Le troisième tiroir, c’est ce qui est abordé en toile de fond. L’amitié, l’amitié face à l’adversité, la force de l’amour et la capacité aussi à ouvrir les yeux. Et un dernier sujet donc je ne peux pas te parler sans spoiler. C’est d’ailleurs le traitement de ce dernier sujet qui m’empêche de classer ce roman en coup de coeur. C’est un point pivot, qui survient au milieu du roman et je crois que l’auteur est passé trop vite dessus, qu’il l’a vidé d’émotion, d’affect, peut-être en a-t-il eu peur ? mais ce faisant, Une famille presque normale a beaucoup perdu de son poids, à mon avis.

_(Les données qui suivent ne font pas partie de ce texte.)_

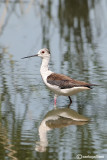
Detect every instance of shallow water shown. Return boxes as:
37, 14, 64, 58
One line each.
0, 0, 107, 160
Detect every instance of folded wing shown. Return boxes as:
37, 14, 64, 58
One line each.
47, 73, 96, 89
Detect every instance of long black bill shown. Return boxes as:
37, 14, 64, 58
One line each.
21, 54, 38, 59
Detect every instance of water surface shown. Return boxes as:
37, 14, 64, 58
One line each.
0, 0, 107, 160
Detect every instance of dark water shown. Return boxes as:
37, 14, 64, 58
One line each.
0, 0, 107, 160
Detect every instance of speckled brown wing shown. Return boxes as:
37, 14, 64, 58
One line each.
47, 73, 95, 89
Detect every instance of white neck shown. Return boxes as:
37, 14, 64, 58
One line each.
40, 57, 50, 72
40, 57, 52, 82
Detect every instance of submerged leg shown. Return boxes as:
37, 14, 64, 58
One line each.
68, 96, 72, 107
54, 94, 57, 108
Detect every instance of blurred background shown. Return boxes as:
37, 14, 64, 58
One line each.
0, 0, 107, 160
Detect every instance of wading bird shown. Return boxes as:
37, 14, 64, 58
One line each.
22, 48, 96, 107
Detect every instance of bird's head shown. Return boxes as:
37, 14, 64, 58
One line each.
22, 48, 50, 59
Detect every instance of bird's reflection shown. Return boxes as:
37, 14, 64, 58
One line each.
35, 108, 89, 152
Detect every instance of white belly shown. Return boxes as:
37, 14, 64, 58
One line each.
45, 83, 90, 96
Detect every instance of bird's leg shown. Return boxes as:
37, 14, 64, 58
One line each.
54, 94, 57, 108
68, 96, 72, 108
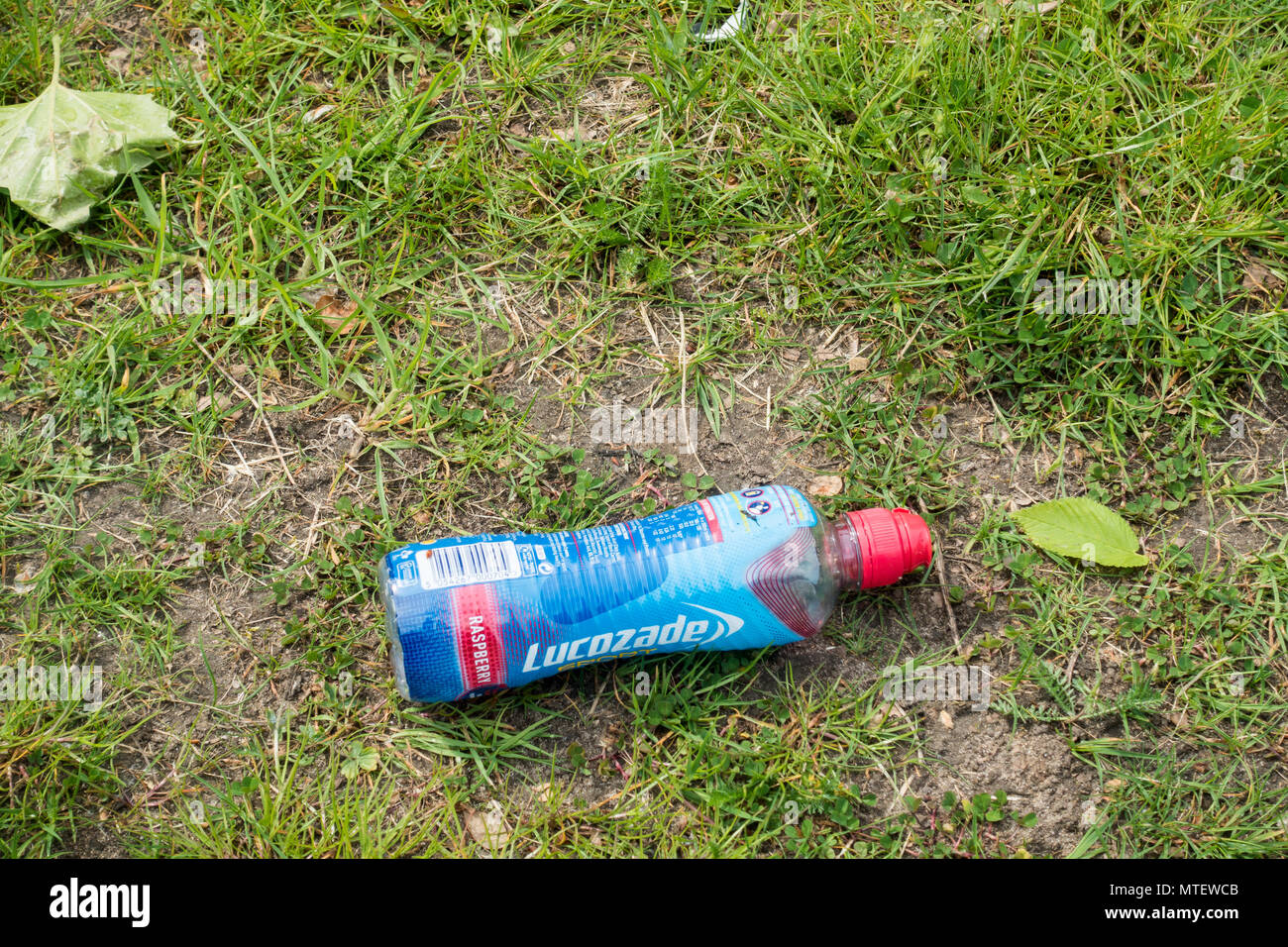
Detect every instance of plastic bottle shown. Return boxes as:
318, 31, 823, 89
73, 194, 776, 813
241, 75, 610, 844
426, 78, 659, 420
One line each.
380, 485, 931, 702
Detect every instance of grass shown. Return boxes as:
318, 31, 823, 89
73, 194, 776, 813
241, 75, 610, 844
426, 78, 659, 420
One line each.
0, 0, 1288, 857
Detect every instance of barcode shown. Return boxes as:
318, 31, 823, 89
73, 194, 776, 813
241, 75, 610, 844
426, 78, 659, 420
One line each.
416, 540, 523, 588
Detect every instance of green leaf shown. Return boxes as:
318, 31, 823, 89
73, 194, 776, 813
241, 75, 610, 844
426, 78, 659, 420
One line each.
1014, 496, 1149, 566
0, 38, 177, 231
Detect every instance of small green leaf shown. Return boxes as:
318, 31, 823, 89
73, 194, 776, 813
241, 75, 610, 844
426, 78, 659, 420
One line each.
1014, 496, 1149, 566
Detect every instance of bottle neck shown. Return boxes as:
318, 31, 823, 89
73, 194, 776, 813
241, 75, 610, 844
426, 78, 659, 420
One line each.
828, 517, 863, 588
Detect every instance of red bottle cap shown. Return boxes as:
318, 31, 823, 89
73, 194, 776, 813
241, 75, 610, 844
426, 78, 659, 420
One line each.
845, 506, 931, 588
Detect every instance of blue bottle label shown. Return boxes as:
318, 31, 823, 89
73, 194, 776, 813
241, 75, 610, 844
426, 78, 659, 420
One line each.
382, 485, 819, 701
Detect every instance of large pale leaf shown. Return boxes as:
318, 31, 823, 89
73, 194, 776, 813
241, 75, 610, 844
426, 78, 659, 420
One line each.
0, 43, 177, 231
1014, 496, 1149, 566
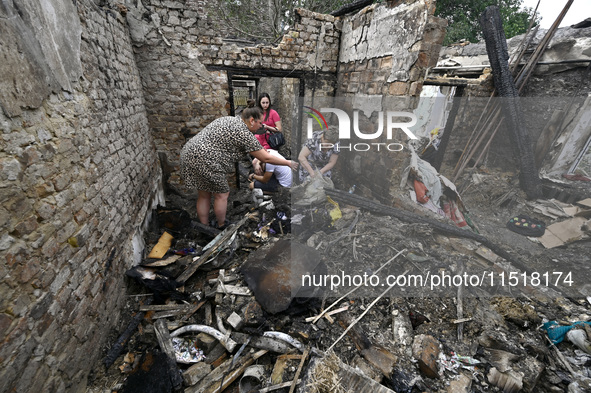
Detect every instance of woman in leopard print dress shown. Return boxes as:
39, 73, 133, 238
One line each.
181, 103, 298, 227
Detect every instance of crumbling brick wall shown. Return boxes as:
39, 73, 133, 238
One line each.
337, 0, 447, 204
128, 0, 340, 185
0, 0, 448, 392
0, 0, 161, 392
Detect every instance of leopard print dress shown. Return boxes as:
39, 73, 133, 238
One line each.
181, 116, 263, 193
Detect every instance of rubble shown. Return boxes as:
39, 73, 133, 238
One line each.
88, 165, 591, 393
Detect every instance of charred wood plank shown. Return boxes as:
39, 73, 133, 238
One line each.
338, 304, 398, 378
191, 221, 221, 237
154, 319, 183, 390
104, 298, 153, 368
176, 216, 249, 284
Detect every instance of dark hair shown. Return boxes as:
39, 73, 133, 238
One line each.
257, 93, 271, 121
241, 99, 263, 120
323, 125, 339, 143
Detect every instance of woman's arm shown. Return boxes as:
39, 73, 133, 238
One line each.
252, 158, 264, 175
248, 172, 273, 184
263, 109, 283, 132
320, 154, 339, 175
250, 149, 299, 171
298, 146, 315, 177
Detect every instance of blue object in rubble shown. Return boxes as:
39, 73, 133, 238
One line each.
543, 321, 591, 344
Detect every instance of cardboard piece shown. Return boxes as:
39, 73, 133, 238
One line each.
539, 217, 588, 248
148, 232, 173, 259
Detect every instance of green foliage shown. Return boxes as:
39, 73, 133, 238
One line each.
435, 0, 539, 45
210, 0, 351, 44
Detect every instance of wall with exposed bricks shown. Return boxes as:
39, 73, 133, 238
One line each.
0, 0, 444, 392
0, 0, 161, 392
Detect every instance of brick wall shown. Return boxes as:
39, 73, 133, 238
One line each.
128, 0, 340, 182
337, 0, 447, 204
0, 0, 161, 392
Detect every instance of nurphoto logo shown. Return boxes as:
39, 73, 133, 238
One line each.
304, 106, 418, 151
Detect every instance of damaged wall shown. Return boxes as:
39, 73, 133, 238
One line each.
337, 0, 447, 204
0, 0, 161, 392
127, 0, 340, 184
438, 27, 591, 176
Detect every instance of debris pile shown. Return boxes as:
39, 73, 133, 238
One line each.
88, 171, 591, 393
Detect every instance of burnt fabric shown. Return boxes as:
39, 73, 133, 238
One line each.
507, 215, 546, 237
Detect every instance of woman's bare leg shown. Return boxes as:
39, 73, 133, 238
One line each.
213, 192, 230, 226
197, 190, 217, 225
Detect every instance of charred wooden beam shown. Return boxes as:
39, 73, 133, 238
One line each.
324, 190, 524, 268
480, 6, 542, 199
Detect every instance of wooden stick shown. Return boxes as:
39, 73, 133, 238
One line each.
306, 306, 349, 322
326, 282, 400, 352
289, 348, 310, 393
258, 379, 302, 393
456, 260, 464, 341
544, 336, 579, 381
312, 248, 406, 324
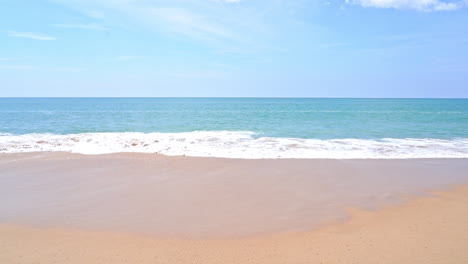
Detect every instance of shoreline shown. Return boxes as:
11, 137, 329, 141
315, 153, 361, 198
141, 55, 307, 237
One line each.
0, 185, 468, 264
0, 152, 468, 238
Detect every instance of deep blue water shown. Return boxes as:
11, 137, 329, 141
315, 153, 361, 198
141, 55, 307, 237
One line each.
0, 98, 468, 139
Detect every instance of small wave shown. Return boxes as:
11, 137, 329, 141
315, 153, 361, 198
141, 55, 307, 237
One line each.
0, 131, 468, 159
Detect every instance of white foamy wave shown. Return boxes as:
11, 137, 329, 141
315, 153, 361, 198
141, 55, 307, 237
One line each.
0, 131, 468, 159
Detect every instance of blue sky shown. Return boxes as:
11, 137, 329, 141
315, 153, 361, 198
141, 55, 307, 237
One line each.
0, 0, 468, 97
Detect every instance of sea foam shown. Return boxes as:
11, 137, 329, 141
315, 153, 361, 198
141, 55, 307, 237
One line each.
0, 131, 468, 159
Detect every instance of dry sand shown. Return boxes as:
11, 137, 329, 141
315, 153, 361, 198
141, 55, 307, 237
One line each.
0, 153, 468, 264
0, 187, 468, 264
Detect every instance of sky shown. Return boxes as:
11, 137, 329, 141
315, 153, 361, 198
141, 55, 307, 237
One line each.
0, 0, 468, 98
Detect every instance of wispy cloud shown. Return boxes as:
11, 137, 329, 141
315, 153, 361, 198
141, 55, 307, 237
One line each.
346, 0, 468, 11
114, 56, 144, 61
54, 0, 303, 46
52, 24, 109, 31
8, 31, 57, 40
0, 64, 84, 72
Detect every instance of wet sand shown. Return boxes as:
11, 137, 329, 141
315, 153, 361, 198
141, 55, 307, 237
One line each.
0, 153, 468, 238
0, 187, 468, 264
0, 153, 468, 264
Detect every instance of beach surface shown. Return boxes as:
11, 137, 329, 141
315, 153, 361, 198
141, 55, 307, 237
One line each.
0, 152, 468, 263
0, 187, 468, 264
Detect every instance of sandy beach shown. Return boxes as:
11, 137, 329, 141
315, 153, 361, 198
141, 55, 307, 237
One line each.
0, 153, 468, 263
0, 187, 468, 264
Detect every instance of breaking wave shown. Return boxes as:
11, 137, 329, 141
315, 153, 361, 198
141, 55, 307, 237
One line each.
0, 131, 468, 159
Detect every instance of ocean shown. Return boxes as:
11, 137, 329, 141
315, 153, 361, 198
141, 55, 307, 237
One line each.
0, 98, 468, 159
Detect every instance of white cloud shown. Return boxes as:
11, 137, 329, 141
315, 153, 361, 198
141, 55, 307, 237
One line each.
53, 24, 109, 31
51, 0, 282, 44
0, 64, 83, 72
115, 56, 144, 61
346, 0, 467, 11
8, 31, 57, 40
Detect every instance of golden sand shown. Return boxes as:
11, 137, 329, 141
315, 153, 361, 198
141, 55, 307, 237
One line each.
0, 186, 468, 264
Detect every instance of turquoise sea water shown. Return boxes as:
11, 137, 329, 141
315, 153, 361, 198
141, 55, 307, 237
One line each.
0, 98, 468, 157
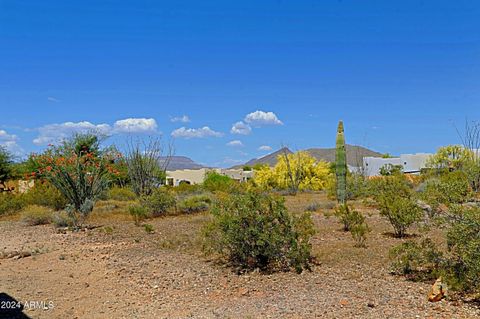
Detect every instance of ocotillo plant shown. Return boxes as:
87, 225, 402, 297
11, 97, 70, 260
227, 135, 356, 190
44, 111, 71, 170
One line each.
335, 121, 347, 205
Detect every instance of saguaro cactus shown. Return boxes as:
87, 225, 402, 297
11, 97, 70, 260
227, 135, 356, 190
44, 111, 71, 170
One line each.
335, 121, 347, 205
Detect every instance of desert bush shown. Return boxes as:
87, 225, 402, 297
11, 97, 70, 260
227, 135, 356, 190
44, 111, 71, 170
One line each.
107, 187, 137, 201
128, 205, 151, 226
305, 202, 321, 213
204, 193, 314, 272
374, 174, 422, 238
34, 134, 112, 227
326, 173, 371, 200
203, 172, 241, 193
21, 205, 53, 226
23, 180, 68, 210
389, 238, 443, 278
0, 193, 27, 216
178, 195, 212, 214
172, 182, 203, 194
52, 211, 74, 228
420, 171, 472, 209
141, 188, 177, 217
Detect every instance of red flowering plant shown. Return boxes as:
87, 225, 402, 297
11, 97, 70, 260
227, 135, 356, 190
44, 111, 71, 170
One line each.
33, 134, 115, 228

Je passe sur le fait qu’il soit bien écrit (ce qui devrait être un prérequis chez un auteur publié, je m’étonne toujours que ce soit une exception). L’auteur possède un pouvoir d’évocation qui permet de ne jamais être perdu entre les différents personnages. Pour illustrer mon propos, voici notre première rencontre avec un surveillant de prison :

Je crois qu’il s’appelle Jimmy. Il a un de ces boucs dégoûtants, comme des poils pubiens hérissés sur le menton, et des yeux d’un bleu glacé. Je suis à cent pour cent sûre de le connaître, j’ai dû le croiser à l’Étage, ou dans une autre boîte de nuit. On peut facilement classer les surveillants en deux catégories. La première : ceux qui y voient un boulot comme un autre, avec une paie sur le compte en banque à la fin de chaque mois. La maison d’arrêt est peut-être une station provisoire, en attendant de trouver une occupation plus gratifiante ou mieux payée. La seconde : ceux qui jouissent du pouvoir. Ceux qui ont voulu venir ici. Peut-être ont-ils été collés à l’école de police, probablement par le psychologue. Ceux qu’attirent la répression et la violence, et qui considèrent les détenus comme dela vermine. On apprend vite à faire la différence. Même si beaucoup ont le même regard froid, il y a une différence décisive entre l’indifférence et le mépris. Jimmy fait très clairement partie des dingues du pouvoir. C’est quelque chose dans sa façon de vous regarder. À la fois d’en dessous et de haut. Comme s’il pensait valoir mieux que moi, mais savait en son for intérieur que c’est l’inverse, ce qui le rend fou. Il passe beaucoup trop de temps au club de sport. Ses avant-bras sont plus gros que sa cuisse et son cou irait mieux à un taureau. J’ai tellement envie de le forcer à ramener ses gros bras gonflés le long de son corps. Il répond à toutes les questions par d’autres questions. Tu rigoles ? Qu’est-ce que tu crois ? Je ressemble à ta mère ?

Si tu aimes les romans psychologiques, si ce que tu aimes, c’est non seulement découvrir qui, mais aussi découvrir pourquoi, ce roman est fait pour toi. Fouillé, méthodique, il te pousse à changer de perspective, et, d’une certaine façon, à mieux comprendre le monde.